Jean 18, 31
Pilate leur dit : « Prenez-le vous-mêmes et jugez-le suivant votre loi. » Les Juifs lui dirent : « Nous n’avons pas le droit de mettre quelqu’un à mort. »
Pilate leur dit : « Prenez-le vous-mêmes et jugez-le suivant votre loi. » Les Juifs lui dirent : « Nous n’avons pas le droit de mettre quelqu’un à mort. »
Voyant leur
embarras, et piqué à son tour qu’ils le prennent de si haut avec lui, le « procurator » ne tombera pas dans
ce piège grossier. Voyant qu’ils ne veulent formuler aucune accusation précise, il réplique : Prenez-le
vous-mêmes, et jugez-le selon votre loi. L’ironie de ces paroles saute aux yeux. Juger N.-S. Jésus-Christ
d’après la loi juive ! mais ils venaient justement de le faire, et ils n’étaient alors au prétoire que pour
obtenir la confirmation de leur sentence. C’était leur dire : Votre résistance est vaine, car il vous faut ma
sanction pour agir, et je ne l’accorderai qu’à bon escient. Et pourtant les gouverneurs romains, Pilate
surtout, n’étaient rien moins que scrupuleux en pareille matière, malgré le respect extérieur pour la loi qui
a été signalée plus haut ; mais il est visible que Jésus avait déjà produit, par son seul aspect, une profonde
impression sur le « procurator », lequel mettra tout en œuvre, à partir de cet instant, ou pour apitoyer les
Juifs sur leur victime, ou pour rejeter sur d’autres (Hérode, le Sanhédrin) la responsabilité et l’odieux de la
condamnation à mort. Trois fois de suite, dans la narration de S. Jean, il insiste dans les termes les plus
catégoriques sur l’innocence de Jésus : 18, 39 ; 19, 4 et 6. - Mais les Juifs lui dirent… Confession bien
humiliante pour ces Juifs superbes.

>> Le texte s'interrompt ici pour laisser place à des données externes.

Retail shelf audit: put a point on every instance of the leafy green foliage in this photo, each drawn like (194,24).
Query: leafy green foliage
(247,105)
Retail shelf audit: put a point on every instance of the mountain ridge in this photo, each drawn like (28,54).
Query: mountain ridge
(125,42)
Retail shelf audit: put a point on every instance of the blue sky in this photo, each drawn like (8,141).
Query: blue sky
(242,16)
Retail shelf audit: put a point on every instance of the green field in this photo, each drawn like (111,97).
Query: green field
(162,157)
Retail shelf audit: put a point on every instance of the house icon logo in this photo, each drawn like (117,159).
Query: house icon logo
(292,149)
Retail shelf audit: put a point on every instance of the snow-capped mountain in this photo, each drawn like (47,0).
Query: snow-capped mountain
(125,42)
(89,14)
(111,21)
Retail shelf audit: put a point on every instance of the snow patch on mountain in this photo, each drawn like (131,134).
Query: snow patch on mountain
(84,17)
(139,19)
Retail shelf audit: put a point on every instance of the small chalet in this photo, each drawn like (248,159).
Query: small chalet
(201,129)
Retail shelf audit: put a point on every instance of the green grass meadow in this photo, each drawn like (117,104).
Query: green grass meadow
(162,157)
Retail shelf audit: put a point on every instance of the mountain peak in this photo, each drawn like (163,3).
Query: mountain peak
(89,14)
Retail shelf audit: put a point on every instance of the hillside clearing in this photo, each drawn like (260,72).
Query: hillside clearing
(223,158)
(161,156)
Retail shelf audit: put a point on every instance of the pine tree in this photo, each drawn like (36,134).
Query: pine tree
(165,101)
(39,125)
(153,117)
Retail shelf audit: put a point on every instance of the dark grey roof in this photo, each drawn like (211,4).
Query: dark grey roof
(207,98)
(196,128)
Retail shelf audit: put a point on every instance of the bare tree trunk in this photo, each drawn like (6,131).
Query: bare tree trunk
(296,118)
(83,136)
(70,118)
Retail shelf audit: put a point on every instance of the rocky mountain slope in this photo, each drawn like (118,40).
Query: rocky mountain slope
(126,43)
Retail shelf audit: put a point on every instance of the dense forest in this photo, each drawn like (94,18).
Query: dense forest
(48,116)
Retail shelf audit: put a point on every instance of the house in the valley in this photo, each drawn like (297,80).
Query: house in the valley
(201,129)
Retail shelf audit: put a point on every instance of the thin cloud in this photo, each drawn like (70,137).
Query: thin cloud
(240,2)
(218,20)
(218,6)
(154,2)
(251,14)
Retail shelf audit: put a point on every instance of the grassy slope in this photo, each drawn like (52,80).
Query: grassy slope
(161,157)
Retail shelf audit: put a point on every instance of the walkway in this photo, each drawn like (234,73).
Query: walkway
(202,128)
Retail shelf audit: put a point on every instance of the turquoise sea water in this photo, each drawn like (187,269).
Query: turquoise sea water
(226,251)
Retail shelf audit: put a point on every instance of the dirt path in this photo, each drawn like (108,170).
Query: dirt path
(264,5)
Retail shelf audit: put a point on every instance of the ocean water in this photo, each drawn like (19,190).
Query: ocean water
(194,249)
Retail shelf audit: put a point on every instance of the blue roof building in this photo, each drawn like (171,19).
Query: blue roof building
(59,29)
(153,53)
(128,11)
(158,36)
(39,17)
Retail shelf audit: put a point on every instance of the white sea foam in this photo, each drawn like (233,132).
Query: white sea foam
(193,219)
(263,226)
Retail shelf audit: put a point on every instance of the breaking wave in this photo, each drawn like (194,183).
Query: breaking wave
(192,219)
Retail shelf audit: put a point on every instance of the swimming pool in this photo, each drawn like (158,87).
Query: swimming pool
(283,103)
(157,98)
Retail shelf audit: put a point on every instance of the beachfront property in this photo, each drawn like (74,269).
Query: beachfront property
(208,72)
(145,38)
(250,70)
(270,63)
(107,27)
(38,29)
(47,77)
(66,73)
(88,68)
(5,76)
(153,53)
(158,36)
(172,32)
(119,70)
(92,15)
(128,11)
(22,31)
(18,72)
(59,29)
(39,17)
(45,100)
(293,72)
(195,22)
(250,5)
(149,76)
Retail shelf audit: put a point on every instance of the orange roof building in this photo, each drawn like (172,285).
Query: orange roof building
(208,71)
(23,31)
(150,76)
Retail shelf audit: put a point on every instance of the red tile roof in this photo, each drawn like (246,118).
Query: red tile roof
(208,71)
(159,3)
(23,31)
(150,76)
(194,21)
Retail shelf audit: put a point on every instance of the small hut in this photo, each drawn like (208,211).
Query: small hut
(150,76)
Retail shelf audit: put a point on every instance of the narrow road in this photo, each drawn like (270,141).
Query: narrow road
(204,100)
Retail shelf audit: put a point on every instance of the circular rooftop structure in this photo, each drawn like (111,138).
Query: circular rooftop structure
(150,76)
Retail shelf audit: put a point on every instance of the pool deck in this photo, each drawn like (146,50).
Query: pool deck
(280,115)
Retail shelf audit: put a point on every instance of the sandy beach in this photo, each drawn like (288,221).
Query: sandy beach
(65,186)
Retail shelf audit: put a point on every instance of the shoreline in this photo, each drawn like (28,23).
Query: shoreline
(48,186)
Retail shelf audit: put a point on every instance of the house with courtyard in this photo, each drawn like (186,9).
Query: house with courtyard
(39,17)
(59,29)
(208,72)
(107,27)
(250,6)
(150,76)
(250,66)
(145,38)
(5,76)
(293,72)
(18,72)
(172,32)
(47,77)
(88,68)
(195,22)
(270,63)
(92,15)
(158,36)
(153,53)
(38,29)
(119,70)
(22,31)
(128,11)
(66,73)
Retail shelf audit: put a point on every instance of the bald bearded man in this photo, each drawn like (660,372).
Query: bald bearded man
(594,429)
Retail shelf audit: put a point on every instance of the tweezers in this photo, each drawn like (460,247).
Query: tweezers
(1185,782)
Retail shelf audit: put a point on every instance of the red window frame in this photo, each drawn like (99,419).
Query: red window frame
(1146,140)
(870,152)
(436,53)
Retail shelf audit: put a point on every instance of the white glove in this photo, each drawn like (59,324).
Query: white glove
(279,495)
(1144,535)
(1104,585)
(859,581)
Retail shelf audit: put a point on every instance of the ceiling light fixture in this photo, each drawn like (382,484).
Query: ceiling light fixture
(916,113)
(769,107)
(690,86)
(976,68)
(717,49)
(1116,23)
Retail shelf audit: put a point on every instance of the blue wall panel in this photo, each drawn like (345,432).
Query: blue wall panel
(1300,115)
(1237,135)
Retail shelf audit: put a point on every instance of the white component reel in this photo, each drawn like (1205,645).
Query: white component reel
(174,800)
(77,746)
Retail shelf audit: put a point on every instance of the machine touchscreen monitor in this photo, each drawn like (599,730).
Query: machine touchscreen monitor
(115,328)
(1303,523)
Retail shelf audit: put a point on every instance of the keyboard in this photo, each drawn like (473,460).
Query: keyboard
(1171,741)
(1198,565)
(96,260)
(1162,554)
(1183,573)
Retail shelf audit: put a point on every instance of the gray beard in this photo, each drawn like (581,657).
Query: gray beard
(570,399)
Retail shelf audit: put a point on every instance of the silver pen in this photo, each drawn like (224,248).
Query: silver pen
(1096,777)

Ils avaient en effet perdu le « droit du glaive » depuis quelques années,
le jour où Archélaüs avait été déposé et la Judée transformée en province romaine. On ne leur avait laissé
que le droit illusoire de juger les causes qui touchaient à leur religion, d’excommunier et de fouetter les
coupables. S’ils décrétaient la peine de mort, et ils avouent ici d’une manière indirecte que tel était le cas
pour Jésus, la sentence ne devenait valable qu’après la ratification du gouverneur, et elle était mise à
exécution par les soldats romains. Tout cela est historiquement certain, indépendamment même de ce
passage ; aussi est-ce à tort qu’on a voulu restreindre le sens du verbe mettre à mort, et l’entendre soit du
crucifiement, soit de la peine capitale exécutée le jour de Pâque. Voyez les traités talmudiques Bab.
Sanhedr. f. 24, 2 ; Bab Aboda sara, f. 8, 2 ; Jos. Ant. 20, 9, 1 ; Keil, Archaeologie, p. 717 ; J ; Langen, Die
letzten Lebenstage Jesu, p. 251 et ss. La lapidation de S. Étienne (Act. 6, 9 - 7, 59) et la conjuration qui
avait pour but la mort de S. Paul (Act. 23, 12 et ss.) ne prouvent rien contre cette thèse, car ce furent en
réalité des assassinats accomplis sans aucune sentence préalable.
Les Romains avaient ôté aux Juifs le pouvoir de vie et de mort, et se l’étaient réservé.